TAPFormer: Robust Arbitrary Point Tracking via Transient Asynchronous Fusion of Frames and Events

This paper introduces TAPFormer, a transformer-based framework that achieves robust arbitrary point tracking by employing a Transient Asynchronous Fusion mechanism to effectively bridge the temporal gap between low-rate RGB frames and high-rate event streams, outperforming existing methods on both a newly constructed real-world dataset and standard benchmarks.

Jiaxiong Liu, Zhen Tan, Jinpu Zhang, Yi Zhou, Hui Shen, Xieyuanli Chen, Dewen Hu

Published 2026-03-06
📖 5 min read🧠 Deep dive

Imagine you are trying to follow a specific red dot on a fast-moving car as it zooms past you.

If you use a standard camera (like the one in your phone), you are taking a series of photos. If the car moves too fast, the dot becomes a blurry smear. If the sun is too bright or it's pitch black, the camera might be blinded or see nothing at all. You lose track of the dot because your "photos" are too slow and too sensitive to bad lighting.

If you use an event camera (a special, futuristic sensor), it doesn't take photos. Instead, it's like a room full of tiny, hyper-sensitive motion detectors. Every time a single pixel changes brightness, it shouts out a message: "Hey! Something moved here at 12:00:01!" These sensors are incredibly fast and work in the dark, but they don't see colors or shapes. They just see "movement." If the car stops moving, the event camera goes silent, and you lose the dot again.

The Problem:
Trying to combine these two is like trying to have a conversation between a slow, detailed storyteller (the standard camera) and a frantic, high-speed telegraph operator (the event camera).

  • If you just mash them together, the timing is off. The storyteller is still talking about the car's position from a second ago, while the telegraph operator is already shouting about where it is now.
  • If the car moves fast, the storyteller gets blurry.
  • If the car stops, the telegraph operator stops talking.

The Solution: TAPFormer
The researchers built TAPFormer, a new AI system that acts like a brilliant conductor for this orchestra. It doesn't just listen to both; it understands how they speak differently and merges them into a single, perfect story.

Here is how it works, using simple analogies:

1. The "Time-Traveling Bridge" (Transient Asynchronous Fusion)

Usually, AI tries to force the fast event camera to wait for the slow photo camera, or vice versa. TAPFormer does something smarter.

Imagine the standard camera is a slow-motion video, and the event camera is a stream of water.

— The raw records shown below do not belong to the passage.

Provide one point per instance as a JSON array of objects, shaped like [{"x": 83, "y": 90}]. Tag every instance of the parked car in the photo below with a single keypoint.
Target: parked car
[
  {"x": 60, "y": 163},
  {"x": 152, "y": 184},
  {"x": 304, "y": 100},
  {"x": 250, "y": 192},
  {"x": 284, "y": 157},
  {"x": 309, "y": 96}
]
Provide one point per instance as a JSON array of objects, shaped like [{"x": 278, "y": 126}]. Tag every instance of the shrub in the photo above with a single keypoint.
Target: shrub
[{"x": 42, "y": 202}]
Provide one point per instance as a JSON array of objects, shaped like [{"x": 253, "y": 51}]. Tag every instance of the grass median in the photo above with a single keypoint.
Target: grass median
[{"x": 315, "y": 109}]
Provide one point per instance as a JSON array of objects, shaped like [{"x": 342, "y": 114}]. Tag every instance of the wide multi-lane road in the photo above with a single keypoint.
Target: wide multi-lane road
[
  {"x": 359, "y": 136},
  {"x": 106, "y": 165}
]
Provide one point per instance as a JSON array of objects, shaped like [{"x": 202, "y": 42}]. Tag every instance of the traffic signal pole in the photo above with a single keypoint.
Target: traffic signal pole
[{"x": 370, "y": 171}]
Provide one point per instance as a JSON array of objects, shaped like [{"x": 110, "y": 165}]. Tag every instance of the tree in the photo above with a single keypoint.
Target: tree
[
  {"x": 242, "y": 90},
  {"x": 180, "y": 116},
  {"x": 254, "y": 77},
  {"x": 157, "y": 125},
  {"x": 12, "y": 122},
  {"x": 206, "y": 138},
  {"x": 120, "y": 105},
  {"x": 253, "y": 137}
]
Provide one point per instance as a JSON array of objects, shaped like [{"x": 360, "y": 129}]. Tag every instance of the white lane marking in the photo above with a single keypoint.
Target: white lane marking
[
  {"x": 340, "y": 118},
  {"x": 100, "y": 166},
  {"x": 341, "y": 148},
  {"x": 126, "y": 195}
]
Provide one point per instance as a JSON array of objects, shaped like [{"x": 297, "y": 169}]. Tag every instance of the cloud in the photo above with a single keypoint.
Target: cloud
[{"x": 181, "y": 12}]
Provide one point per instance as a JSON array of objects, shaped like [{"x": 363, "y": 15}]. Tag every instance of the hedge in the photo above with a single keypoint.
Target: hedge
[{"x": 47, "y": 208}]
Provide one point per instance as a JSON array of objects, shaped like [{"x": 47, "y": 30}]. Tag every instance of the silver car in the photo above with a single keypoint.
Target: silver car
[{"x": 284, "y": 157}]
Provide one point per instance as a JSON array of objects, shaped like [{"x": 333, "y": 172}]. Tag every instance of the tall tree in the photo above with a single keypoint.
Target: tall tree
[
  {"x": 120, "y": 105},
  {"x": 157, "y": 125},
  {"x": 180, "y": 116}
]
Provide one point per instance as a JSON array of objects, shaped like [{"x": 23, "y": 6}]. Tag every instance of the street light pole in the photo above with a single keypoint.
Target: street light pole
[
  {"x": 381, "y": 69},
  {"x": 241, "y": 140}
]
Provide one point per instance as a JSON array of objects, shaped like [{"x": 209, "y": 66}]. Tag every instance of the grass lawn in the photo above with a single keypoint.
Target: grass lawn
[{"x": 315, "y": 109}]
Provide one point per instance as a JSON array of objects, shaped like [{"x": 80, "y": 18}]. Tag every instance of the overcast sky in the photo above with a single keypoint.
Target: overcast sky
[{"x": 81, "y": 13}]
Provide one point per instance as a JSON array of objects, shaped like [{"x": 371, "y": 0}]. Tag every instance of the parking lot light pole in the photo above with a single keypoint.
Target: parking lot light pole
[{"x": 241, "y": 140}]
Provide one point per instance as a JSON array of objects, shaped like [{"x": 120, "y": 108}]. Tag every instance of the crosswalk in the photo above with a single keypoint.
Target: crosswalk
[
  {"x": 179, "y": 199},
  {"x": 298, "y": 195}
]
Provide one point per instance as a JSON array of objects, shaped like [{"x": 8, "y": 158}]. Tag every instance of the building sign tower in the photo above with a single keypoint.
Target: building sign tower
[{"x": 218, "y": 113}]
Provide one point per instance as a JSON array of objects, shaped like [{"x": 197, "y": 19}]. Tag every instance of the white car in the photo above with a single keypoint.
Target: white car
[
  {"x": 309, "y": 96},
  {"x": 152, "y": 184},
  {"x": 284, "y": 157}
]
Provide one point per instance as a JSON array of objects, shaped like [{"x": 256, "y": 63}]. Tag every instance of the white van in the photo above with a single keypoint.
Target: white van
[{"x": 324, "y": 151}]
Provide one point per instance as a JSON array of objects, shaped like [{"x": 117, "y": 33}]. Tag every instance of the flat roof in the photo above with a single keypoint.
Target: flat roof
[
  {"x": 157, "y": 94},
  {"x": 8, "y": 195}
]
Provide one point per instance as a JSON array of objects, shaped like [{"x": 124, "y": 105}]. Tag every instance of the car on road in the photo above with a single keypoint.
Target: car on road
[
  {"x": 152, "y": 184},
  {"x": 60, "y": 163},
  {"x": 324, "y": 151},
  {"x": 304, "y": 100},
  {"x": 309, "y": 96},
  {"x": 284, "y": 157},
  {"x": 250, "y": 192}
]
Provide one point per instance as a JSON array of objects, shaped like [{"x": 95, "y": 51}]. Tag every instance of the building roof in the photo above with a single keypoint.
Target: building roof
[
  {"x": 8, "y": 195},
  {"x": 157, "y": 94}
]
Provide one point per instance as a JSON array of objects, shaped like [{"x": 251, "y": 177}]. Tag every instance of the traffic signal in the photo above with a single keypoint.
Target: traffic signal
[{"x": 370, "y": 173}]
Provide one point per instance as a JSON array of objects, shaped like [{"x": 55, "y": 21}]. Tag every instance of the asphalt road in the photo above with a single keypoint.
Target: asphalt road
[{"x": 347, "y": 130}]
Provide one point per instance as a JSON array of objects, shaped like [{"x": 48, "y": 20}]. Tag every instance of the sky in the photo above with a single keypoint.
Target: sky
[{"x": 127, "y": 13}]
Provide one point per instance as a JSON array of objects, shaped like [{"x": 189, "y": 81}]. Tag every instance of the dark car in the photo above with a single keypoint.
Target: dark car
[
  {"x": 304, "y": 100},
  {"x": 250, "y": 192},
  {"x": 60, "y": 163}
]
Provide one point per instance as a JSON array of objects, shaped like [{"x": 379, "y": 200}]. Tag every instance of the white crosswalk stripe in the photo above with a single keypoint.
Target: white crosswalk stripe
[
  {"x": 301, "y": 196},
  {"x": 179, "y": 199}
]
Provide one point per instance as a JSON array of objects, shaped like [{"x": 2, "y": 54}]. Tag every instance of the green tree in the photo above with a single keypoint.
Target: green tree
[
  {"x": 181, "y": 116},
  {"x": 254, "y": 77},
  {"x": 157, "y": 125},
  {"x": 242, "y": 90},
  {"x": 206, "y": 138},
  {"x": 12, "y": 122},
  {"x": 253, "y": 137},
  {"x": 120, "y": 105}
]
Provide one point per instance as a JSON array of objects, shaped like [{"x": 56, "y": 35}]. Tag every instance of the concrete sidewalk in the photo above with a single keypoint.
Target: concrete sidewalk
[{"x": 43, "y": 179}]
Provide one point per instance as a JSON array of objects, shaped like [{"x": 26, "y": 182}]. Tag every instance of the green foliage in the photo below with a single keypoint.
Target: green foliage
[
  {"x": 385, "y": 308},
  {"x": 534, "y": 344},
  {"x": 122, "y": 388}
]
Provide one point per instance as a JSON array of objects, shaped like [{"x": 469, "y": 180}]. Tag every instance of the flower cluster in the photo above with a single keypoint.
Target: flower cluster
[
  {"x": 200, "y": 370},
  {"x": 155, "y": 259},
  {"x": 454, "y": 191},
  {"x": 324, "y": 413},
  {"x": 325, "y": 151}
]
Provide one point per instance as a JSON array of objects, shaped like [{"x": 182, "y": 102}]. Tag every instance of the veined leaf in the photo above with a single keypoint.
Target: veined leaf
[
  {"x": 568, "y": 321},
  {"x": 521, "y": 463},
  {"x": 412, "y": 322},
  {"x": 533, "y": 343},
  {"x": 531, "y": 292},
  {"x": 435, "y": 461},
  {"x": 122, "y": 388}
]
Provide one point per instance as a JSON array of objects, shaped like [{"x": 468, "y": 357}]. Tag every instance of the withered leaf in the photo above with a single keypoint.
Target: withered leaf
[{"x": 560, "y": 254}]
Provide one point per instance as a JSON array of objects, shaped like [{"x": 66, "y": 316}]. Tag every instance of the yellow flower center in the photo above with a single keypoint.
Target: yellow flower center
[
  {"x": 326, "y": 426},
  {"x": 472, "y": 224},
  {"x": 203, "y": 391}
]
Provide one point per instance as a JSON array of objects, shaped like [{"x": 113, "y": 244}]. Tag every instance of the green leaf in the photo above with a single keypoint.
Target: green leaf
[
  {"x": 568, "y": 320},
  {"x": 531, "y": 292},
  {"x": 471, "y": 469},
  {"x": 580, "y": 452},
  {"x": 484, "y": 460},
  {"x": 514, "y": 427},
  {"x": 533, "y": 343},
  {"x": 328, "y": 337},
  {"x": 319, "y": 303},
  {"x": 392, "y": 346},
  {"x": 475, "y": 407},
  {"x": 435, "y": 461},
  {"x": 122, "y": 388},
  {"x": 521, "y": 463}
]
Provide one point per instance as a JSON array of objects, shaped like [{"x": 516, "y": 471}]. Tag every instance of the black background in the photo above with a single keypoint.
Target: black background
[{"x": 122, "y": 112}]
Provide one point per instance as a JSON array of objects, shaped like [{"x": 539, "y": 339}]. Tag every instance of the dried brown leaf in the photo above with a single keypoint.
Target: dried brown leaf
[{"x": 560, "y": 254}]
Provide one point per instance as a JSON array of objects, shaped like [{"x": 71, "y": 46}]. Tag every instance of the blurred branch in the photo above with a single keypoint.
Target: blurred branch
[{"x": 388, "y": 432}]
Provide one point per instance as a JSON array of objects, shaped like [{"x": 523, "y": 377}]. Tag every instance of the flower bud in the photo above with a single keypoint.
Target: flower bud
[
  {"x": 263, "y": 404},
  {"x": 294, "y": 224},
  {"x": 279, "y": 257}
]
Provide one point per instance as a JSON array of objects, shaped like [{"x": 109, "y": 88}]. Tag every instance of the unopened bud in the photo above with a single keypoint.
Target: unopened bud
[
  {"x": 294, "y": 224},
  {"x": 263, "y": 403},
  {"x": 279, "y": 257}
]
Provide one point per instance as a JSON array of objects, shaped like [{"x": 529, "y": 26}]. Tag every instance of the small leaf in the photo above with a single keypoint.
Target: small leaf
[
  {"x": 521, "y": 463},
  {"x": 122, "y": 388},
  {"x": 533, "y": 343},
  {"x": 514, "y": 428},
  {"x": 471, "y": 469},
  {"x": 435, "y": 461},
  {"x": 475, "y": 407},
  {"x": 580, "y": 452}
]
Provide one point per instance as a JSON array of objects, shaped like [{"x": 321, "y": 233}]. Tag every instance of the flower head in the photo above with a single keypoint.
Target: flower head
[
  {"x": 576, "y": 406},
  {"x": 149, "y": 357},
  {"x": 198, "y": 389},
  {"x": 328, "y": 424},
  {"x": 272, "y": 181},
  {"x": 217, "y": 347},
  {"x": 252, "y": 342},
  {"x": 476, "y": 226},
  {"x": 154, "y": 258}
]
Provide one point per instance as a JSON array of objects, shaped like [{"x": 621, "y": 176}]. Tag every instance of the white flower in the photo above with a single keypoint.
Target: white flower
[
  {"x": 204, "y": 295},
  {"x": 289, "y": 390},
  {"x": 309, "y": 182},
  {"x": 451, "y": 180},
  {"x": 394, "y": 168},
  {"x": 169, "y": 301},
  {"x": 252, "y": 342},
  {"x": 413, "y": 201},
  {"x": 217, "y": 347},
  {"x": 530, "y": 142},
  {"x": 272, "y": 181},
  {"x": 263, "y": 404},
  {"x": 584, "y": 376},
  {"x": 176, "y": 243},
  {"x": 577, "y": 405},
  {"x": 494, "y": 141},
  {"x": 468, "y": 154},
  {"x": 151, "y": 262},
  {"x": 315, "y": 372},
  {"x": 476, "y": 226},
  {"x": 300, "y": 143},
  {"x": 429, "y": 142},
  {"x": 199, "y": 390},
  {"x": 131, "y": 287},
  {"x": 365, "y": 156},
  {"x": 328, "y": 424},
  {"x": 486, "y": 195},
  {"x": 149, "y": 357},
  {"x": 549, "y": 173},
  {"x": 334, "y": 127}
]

  • When the slow video takes a picture, TAPFormer grabs that picture.
  • But instead of waiting for the next picture, it uses the "stream of water" (the events) to fill in the gaps between the photos.
  • It treats the scene as a continuous movie, not a series of stills. Even if the camera only takes 20 photos a second, TAPFormer uses the event data to update the position of the dot 100 times a second. It's like having a GPS that updates your location every millisecond, even if your map only refreshes every few seconds.

2. The "Smart Spotlight" (Cross-Modal Locally Weighted Fusion)

Sometimes the standard camera is blurry (because of motion), but the event camera is sharp. Other times, the event camera is silent (because the object stopped), but the standard camera is clear.

TAPFormer has a smart spotlight that knows exactly which sensor to trust at any given moment.

  • Scenario A: The car is speeding, and the photo is a blur. The spotlight shines on the event camera, saying, "You're the expert right now! Tell us where the dot is."
  • Scenario B: The car stops, and the event camera goes quiet. The spotlight switches to the standard camera, saying, "You're the expert now! Show us the details."
  • It does this for every tiny part of the image, instantly. It's like a team of two detectives where one is great at seeing details in the dark, and the other is great at spotting fast movement. They constantly swap the "lead detective" role depending on who has the best clue at that exact second.

3. The "Super-Tracker"

By combining these two tricks, TAPFormer can track a point on a car moving at 100 mph in the rain, at night, or when the sun is glaring.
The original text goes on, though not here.